By | September 15, 2022

La guerre en Ukraine et l’arrêt conséquent de l’approvisionnement en gaz russe, un été sec qui a poussé les réserves des centrales hydroélectriques au plus bas, un parc nucléaire qui compte actuellement 30 réacteurs sur 58 à l’arrêt : tout cela contribue à la peur de pénurie d’énergie cet hiver, surtout lorsqu’il fait très froid. “Les coupures de courant surviennent généralement en janvier, cette année nous devrions les traiter en novembre» prévient le directeur général du Réseau de transport d’électricité (RTE) Xavier Piechaczyk. 3Cette année, nous avons une marge de manœuvre limitée », est le directeur général de GRT-Gaz Thierry oublie riche.

Mais les deux patrons ne veulent pas entendre le mot “effusion”, un euphémisme pour “couper”. Pour eux, il faudrait une situation extrême combinant un hiver très froid avec une indisponibilité importante du parc nucléaire et une désorganisation du marché européen de l’énergie pour atteindre cet objectif et le risque qu’un assombrir généralement sur une grande partie du réseau interconnecté européen est vigoureusement rejetée. Cependant, les deux dirigeants équilibrent leur opinion avec des appels à la responsabilité civique. Les Français doivent faire un réel effort pour économiser le chauffage, l’éclairage et même la cuisson de leurs aliments.
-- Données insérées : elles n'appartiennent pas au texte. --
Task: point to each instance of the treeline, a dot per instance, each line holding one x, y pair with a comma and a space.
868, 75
Alerte rouge pour inciter à la sobriété

RTE a donc conçu trois scénarios. Le tableau le plus optimiste table sur un hiver doux couplé à un retour de la production nucléaire à 50 gigawatts (GW). “Dans ce cas, vous n’aurez pas de nouvelles de nous,” assure Xavier Piechaczyk. En revanche, le scénario « dégradé » combine un hiver rigoureux avec une faible disponibilité du parc nucléaire, qui est mis en cause dans ses réexamens décennaux pour 18 de ses réacteurs avec l’obligation de prolonger l’activité d’une dizaine d’années supplémentaires et dans le corrosion des circuits internes 12 autres centrales découvertes. Une situation qui devrait toutefois s’arranger maintenant que l’Autorité de sûreté nucléaire (ASN) a validé la stratégie d’EDF pour résoudre ce problème majeur de vieillissement de certaines canalisations.

Le scénario intermédiaire serait donc probablement le plus probable, avec un hiver moyen et une estimation conservatrice de la production nucléaire autour de 38 GW en novembre prochain et 45 GW en janvier 2023.